Nfld. & Labrador·Video

Naloxone opioid overdose antidote kits coming soon to N.L.

The province is providing funding for a naloxone program, to help fight opioid overdoses in Newfoundland and Labrador.

Province will fund 1,200 naloxone kits, to be distributed in the fall

Protesters celebrate introduction of naloxone kits

6 years ago
Duration 1:28
Those calling on drugs to counter overdoses, including the mother of a man who overdosed on fentanyl, held a rally on Wednesday.

A province-wide initiative to increase access to an opioid overdose antidote is in the works, the Newfoundland and Labrador government announced Wednesday morning.

The 1,200 take-home kits, available free of charge, contain naloxone — a drug that reverses overdose effects — along with the needed items to administer it: latex gloves, single-use syringes, alcohol swabs and more.

"It's very rapid ... it really is an amazing drug in opioid overdose," said Health Minister John Haggie, who is also a surgeon who has administered naloxone before.

Naloxone was only deregulated by Health Canada in March, allowing individual provinces to decide whether to make it available to the public without a prescription.

Haggie said the delay in creating the take-home kits for Newfoundland and Labrador stemmed from manufacturer problems that have now been resolved, and the kits will be distributed in the early fall through the four provincial health authorities and the Safe Works Access Program (SWAP), which is operated by the AIDS Committee of Newfoundland and Labrador.

Health Canada deregulated naloxone in March, allowing provinces to make it available without a prescription. (Mark Quinn/CBC)

'We can save their lives'

The announcement was felt deeply by one woman, taking part in a small noon-hour protest Wednesday to demand better drug addiction policy and create awareness, who knows firsthand the toll addiction can take.

Dawn Smallwood lost her son Nathan Smallwood, 23, last year from a fentanyl overdose, a potent synthetic opioid.

"It took one of my favourite people from me," she told CBC News.

"If he had to have known about this drug [naloxone], he probably still would've been alive today, and been with me today."

This naloxone kit, from B.C., contains all the necessary items in order to administer naloxon after an overdose. (

Smallwood welcomed Wednesday's announcement, which coincided with International Overdose Awareness Day.

"I'm very happy because the drug addicts today, no matter if we tell them not to do drugs, I think they're still going to do drugs — they have an addiction," she said.

"But with this drug at least we can save their lives."

A co-organizer of the protest said she was "guardedly optimistic" about the naloxone kits, but hopes for more.

"Now is not a time for us to rest on our laurels, now is the time for us to keep pushing for more progressive drug policy" said Laura Moores, the co-chair of the MUN chapter for Canadian Students for Sensible Drug Policy, adding she'd like to see an expanding needle exchange program and changes to some pieces of legislation.

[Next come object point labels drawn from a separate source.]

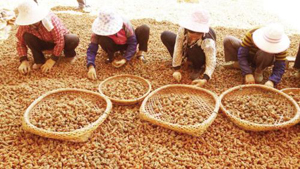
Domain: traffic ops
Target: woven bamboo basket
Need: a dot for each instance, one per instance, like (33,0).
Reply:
(129,101)
(198,95)
(251,126)
(78,135)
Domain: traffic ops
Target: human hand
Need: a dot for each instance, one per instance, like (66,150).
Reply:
(24,67)
(199,82)
(46,67)
(177,76)
(92,73)
(249,79)
(269,83)
(118,63)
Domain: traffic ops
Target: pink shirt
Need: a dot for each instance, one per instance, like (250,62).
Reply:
(119,38)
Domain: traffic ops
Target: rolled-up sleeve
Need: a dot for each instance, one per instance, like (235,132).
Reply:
(58,36)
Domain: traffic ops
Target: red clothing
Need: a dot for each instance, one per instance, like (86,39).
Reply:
(56,35)
(119,38)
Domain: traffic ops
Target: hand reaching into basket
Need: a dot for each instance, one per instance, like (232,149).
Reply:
(92,73)
(199,82)
(118,63)
(177,76)
(249,79)
(24,67)
(269,83)
(48,65)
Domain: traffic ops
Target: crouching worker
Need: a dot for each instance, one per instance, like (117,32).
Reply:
(297,63)
(195,41)
(114,33)
(260,48)
(7,19)
(41,30)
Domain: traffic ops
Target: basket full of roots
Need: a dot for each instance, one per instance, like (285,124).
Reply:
(259,108)
(182,108)
(67,114)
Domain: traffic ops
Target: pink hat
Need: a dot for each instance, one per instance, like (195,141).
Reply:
(271,39)
(197,22)
(107,23)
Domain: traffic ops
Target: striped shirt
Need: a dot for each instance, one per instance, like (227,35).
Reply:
(248,42)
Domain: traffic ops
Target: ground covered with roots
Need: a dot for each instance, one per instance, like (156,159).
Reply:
(123,140)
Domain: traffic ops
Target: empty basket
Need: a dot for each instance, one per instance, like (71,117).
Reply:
(117,85)
(261,103)
(199,108)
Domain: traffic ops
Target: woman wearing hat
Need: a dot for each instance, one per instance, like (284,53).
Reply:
(260,48)
(195,41)
(115,33)
(7,18)
(297,62)
(41,30)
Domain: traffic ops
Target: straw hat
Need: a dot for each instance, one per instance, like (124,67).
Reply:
(198,21)
(107,23)
(31,13)
(271,39)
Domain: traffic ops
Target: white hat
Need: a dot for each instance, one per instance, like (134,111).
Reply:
(107,23)
(2,24)
(31,13)
(197,22)
(271,39)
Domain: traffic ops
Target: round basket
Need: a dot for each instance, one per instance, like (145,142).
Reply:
(114,79)
(78,135)
(243,90)
(205,100)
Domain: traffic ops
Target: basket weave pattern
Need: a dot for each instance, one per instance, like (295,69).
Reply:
(78,135)
(113,80)
(243,91)
(207,104)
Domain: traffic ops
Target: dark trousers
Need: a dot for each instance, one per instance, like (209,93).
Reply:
(110,47)
(260,61)
(297,61)
(37,46)
(195,54)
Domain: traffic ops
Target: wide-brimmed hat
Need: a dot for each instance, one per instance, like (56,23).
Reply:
(31,13)
(198,21)
(271,39)
(107,23)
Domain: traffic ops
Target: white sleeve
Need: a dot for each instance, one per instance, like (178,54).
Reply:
(209,48)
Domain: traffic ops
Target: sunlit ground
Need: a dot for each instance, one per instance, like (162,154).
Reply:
(226,13)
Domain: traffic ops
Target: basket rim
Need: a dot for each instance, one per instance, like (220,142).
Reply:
(81,130)
(205,122)
(295,117)
(290,89)
(129,101)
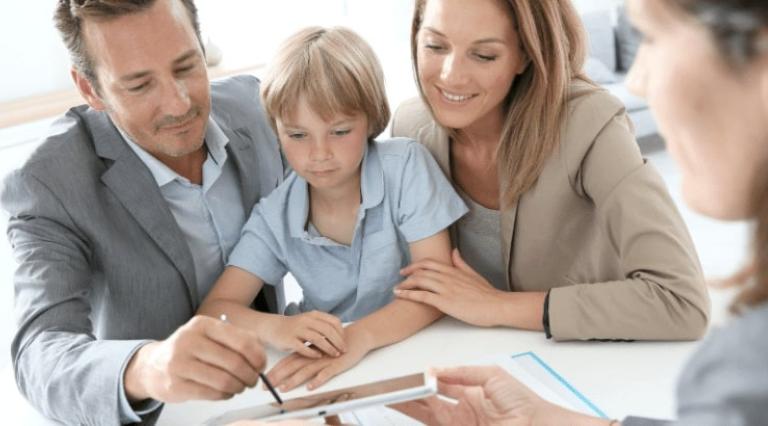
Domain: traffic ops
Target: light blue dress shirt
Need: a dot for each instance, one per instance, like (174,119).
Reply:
(405,198)
(210,216)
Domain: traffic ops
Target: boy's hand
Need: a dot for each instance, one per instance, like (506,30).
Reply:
(310,334)
(296,369)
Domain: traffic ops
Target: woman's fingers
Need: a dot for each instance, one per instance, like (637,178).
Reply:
(428,264)
(425,280)
(301,347)
(320,342)
(421,296)
(334,333)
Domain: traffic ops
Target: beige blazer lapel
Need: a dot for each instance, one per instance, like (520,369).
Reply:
(437,140)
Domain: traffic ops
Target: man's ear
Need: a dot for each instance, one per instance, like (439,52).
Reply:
(87,91)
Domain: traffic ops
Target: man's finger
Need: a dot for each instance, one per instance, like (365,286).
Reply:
(238,340)
(212,377)
(212,353)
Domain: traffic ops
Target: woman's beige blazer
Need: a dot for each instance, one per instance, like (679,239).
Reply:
(599,229)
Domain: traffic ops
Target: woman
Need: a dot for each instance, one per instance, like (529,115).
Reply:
(591,244)
(703,67)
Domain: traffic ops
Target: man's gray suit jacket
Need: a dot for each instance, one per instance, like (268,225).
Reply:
(102,263)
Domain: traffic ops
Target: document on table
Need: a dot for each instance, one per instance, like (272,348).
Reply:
(526,367)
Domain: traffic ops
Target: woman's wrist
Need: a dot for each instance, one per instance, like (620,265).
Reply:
(547,413)
(521,309)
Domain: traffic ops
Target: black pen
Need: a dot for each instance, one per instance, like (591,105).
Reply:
(263,377)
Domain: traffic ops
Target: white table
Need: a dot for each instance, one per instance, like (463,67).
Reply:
(619,378)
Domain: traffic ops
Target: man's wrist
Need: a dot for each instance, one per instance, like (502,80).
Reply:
(133,379)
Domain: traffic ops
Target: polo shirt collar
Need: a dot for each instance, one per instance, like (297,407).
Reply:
(372,191)
(215,141)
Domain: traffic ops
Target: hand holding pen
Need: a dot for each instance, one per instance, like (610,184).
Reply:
(263,377)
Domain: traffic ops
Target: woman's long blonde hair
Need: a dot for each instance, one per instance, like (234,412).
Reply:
(553,38)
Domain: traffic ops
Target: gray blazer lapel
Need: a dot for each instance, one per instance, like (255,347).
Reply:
(257,179)
(132,183)
(241,151)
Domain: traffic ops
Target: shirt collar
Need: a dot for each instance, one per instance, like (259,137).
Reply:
(215,141)
(372,190)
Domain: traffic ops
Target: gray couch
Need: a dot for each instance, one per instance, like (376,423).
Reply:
(612,47)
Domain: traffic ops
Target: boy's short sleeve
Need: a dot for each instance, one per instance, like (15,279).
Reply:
(258,250)
(428,203)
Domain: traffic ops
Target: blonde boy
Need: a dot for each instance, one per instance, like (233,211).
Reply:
(350,216)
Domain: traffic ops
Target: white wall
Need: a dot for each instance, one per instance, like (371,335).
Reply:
(32,58)
(34,61)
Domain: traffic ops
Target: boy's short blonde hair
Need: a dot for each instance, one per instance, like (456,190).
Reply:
(335,70)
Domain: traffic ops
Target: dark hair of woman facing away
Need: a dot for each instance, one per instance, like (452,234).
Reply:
(740,30)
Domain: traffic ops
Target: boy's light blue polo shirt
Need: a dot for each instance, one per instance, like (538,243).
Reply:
(405,198)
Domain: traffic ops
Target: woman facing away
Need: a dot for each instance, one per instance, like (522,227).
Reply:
(703,67)
(570,231)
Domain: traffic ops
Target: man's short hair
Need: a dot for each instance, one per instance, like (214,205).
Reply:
(70,15)
(335,70)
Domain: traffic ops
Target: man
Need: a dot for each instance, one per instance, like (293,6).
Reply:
(122,220)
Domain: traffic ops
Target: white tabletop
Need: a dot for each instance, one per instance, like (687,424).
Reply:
(620,378)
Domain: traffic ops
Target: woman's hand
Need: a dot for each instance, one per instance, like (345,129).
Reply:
(296,369)
(455,290)
(487,395)
(291,333)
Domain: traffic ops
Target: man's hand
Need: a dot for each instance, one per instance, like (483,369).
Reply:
(204,359)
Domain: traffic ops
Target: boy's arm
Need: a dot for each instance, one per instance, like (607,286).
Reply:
(232,295)
(402,318)
(390,324)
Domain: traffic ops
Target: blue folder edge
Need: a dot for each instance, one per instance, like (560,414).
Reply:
(564,382)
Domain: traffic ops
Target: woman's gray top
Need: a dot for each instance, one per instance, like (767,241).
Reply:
(726,381)
(479,241)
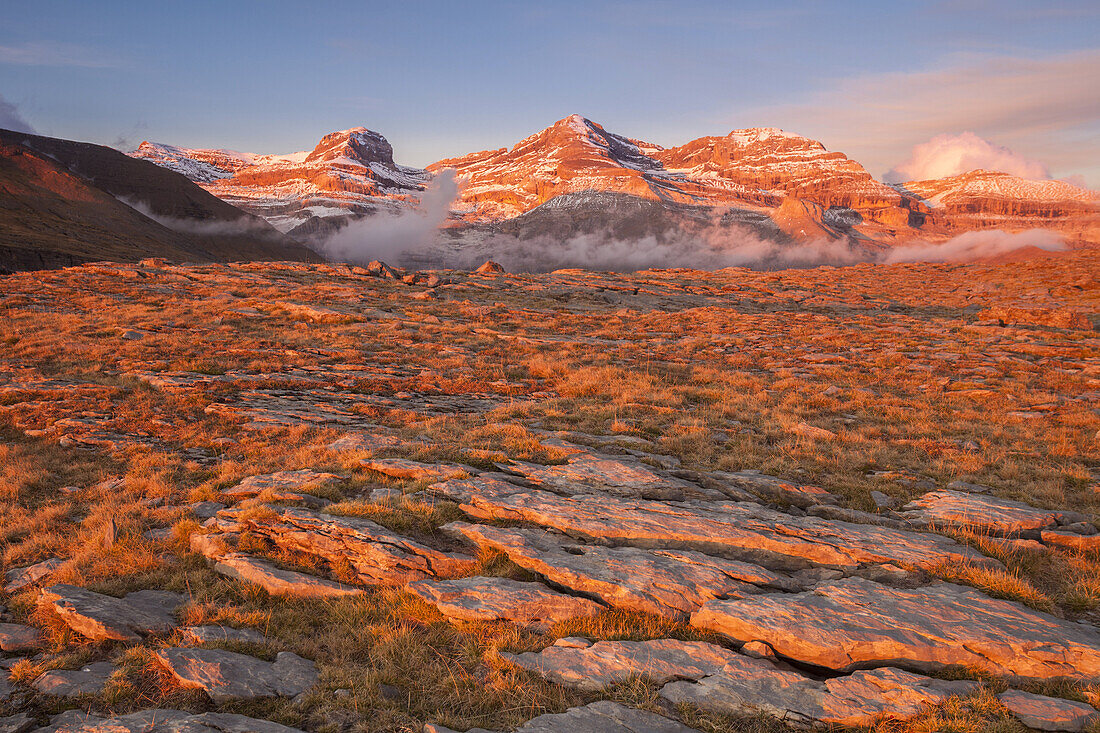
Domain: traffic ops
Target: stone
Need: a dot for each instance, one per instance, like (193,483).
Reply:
(603,717)
(773,489)
(1044,713)
(492,599)
(218,634)
(377,555)
(989,514)
(102,617)
(17,637)
(73,682)
(855,622)
(1070,540)
(604,664)
(206,510)
(400,468)
(284,487)
(19,723)
(583,472)
(747,686)
(228,676)
(162,721)
(277,581)
(736,529)
(17,579)
(670,583)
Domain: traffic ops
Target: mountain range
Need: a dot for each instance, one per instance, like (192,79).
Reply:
(781,184)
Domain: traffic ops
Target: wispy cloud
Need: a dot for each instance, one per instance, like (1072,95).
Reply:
(11,119)
(1043,108)
(52,53)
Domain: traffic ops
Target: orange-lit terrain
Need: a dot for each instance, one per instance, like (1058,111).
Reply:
(276,495)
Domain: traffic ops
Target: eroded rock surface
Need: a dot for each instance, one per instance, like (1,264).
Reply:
(162,721)
(747,686)
(603,717)
(377,555)
(854,623)
(604,664)
(491,599)
(1045,713)
(666,582)
(102,617)
(990,514)
(739,529)
(229,676)
(278,581)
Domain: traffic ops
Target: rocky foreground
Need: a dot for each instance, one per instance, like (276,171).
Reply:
(284,498)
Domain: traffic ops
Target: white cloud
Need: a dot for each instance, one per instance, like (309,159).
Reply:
(10,118)
(948,155)
(1043,108)
(50,53)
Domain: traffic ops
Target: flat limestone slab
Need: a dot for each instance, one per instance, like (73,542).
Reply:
(854,622)
(162,721)
(492,599)
(986,513)
(102,617)
(604,664)
(377,555)
(748,686)
(670,583)
(229,676)
(603,717)
(739,529)
(1045,713)
(277,581)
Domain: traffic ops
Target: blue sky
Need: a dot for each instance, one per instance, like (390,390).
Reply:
(871,79)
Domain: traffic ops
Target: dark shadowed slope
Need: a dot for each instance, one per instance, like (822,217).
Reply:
(64,203)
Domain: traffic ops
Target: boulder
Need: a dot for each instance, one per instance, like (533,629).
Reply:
(671,583)
(162,721)
(981,512)
(18,637)
(492,599)
(102,617)
(603,717)
(277,581)
(854,623)
(604,664)
(17,579)
(1044,713)
(736,529)
(400,468)
(218,634)
(377,555)
(229,676)
(748,686)
(73,682)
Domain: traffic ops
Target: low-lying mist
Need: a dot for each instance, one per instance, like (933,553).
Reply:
(414,238)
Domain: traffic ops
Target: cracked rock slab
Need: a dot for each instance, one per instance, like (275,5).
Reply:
(603,717)
(18,637)
(989,514)
(102,617)
(670,583)
(604,664)
(854,623)
(230,676)
(74,682)
(738,529)
(377,555)
(750,686)
(492,599)
(278,581)
(162,721)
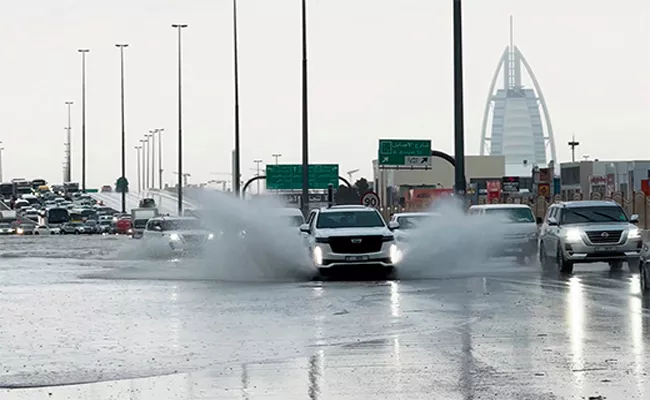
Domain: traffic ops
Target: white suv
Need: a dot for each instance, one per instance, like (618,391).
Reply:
(175,235)
(587,232)
(350,236)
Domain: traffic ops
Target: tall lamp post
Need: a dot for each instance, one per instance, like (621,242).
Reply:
(153,157)
(147,158)
(142,177)
(179,28)
(122,47)
(305,122)
(276,156)
(237,169)
(459,125)
(83,118)
(137,149)
(258,162)
(69,143)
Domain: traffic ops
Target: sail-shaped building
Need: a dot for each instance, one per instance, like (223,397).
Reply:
(516,121)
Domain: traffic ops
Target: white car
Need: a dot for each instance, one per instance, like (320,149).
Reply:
(350,237)
(175,236)
(519,235)
(45,230)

Opioid overdoses on the rise

Minister Haggie said so far in 2016, there have been five fatal overdoses linked to opioids, with no data available on how many overdoses have occurred where the user did not pass away.

But he warned with the rise of synthetic opioids such as fentanyl across Canada, it's necessary to take some proactive precautions to try and avoid the crisis taking place in provinces like B.C.

"They've tripled their overdose deaths this year, compared to last year, and it's only August. That is being replicated in Alberta, and of course this province has close links with Alberta," Haggie told reporters.

Newfoundland to provide naloxone kits to counter opioid overdoses.

6 years ago
Duration 1:14
N.L. Health Minister John Haggie speaks to reporters about why the kits were not provided sooner.

"I think rather than wait to actually have a number that I don't want to see, the idea was to try and bring this out."

Haggie said where the kits will be made available is still being worked out. 

"They're probably going to be put in areas where people might drop in who would be at risk," he said, adding the health authorities and SWAP would be advising the province on the most accessible places for the kits.

"You really only have a very limited window of time to administer naloxone in these situations, and even putting it in first responders' vehicles is probably too long a delay, particularly in rural areas."

The province is spending $180,000 on the naloxone program, as part of a larger "opioid action plan," with further announcements in the works. Haggie said some of those initiatives include better detox treatments for minors and looking at other drugs to supplement or replace methadone treatments.